By acting along these lines, we are increasing pressure on the Assad regime every day. Make no mistake – one way or another, this regime ultimately will meet its end.
There are legitimate questions about what steps are necessary to achieve this end, with some arguing for an approach similar to the one we took in Libya.
The fact is that our recent experience in Libya is helping to inform the approach of the United States to Syria:
First, our efforts are strengthened by multi-lateral, international consensus;
Second, we should maintain clear regional support from the Arab world;
Third, we should offer substantial U.S. contributions where we can bring unique resources to bear;
Fourth, we should have a clear legal basis for our approach;
Fifth, and finally, our approach must keep all options on the table, while recognizing the limitations of military force.
But the situation in Syria is different from the one in Libya in important ways:
In Libya, there was widespread international support in the Arab world and elsewhere, and clear Security Council authorization, for military intervention. No such consensus currently exists regarding Syria;
The opposition is not as well organized and does not control territory;
We must also be mindful, as Secretary Clinton has noted, of the possibility that outside military intervention will make a volatile situation even worse, and place even more innocent civilians at risk.

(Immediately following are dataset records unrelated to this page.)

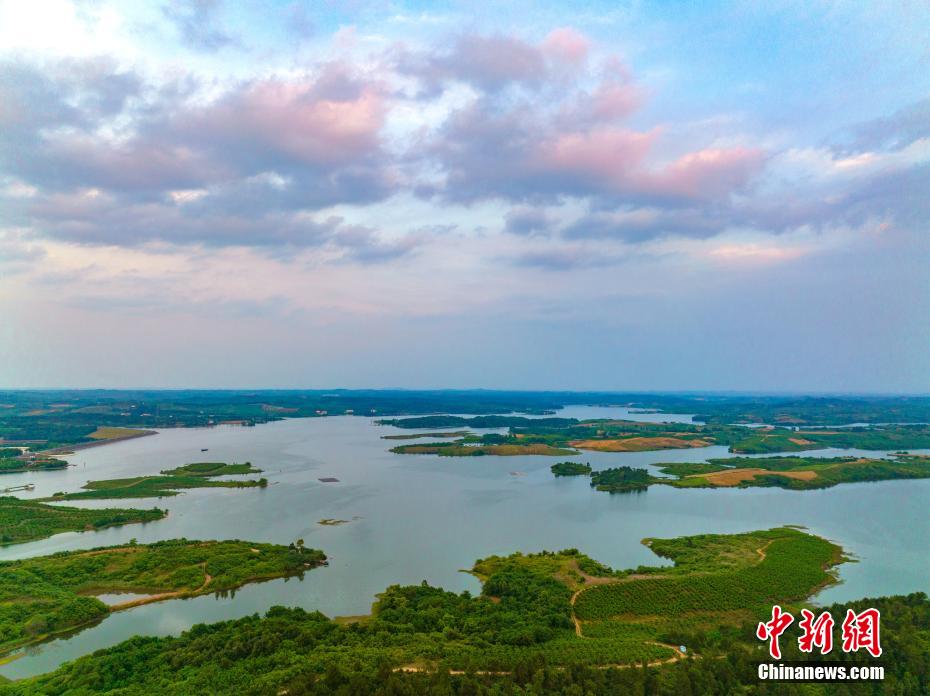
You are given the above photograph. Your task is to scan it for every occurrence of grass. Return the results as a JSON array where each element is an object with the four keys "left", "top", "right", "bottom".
[
  {"left": 653, "top": 454, "right": 930, "bottom": 490},
  {"left": 161, "top": 462, "right": 262, "bottom": 478},
  {"left": 391, "top": 442, "right": 578, "bottom": 457},
  {"left": 0, "top": 528, "right": 852, "bottom": 694},
  {"left": 569, "top": 437, "right": 711, "bottom": 452},
  {"left": 0, "top": 539, "right": 326, "bottom": 652},
  {"left": 549, "top": 462, "right": 591, "bottom": 477},
  {"left": 47, "top": 462, "right": 268, "bottom": 501},
  {"left": 87, "top": 425, "right": 149, "bottom": 440},
  {"left": 381, "top": 430, "right": 471, "bottom": 440},
  {"left": 47, "top": 475, "right": 267, "bottom": 501},
  {"left": 0, "top": 497, "right": 167, "bottom": 545},
  {"left": 575, "top": 528, "right": 844, "bottom": 656},
  {"left": 0, "top": 457, "right": 68, "bottom": 474}
]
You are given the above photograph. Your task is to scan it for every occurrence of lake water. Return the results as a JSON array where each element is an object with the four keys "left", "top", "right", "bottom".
[{"left": 0, "top": 406, "right": 930, "bottom": 679}]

The United States has made clear that we are on the side of the Syrian people. They must know that the international community has not underestimated either their suffering or their impatience. The Defense Department has reviewed and is continuing to plan for a variety of possible scenarios should the President determine that further steps are necessary. In the meantime, our only clear path is to keep moving diplomatically in a resolute and deliberate manner with the international community to find a way to return Syria to the Syrian people.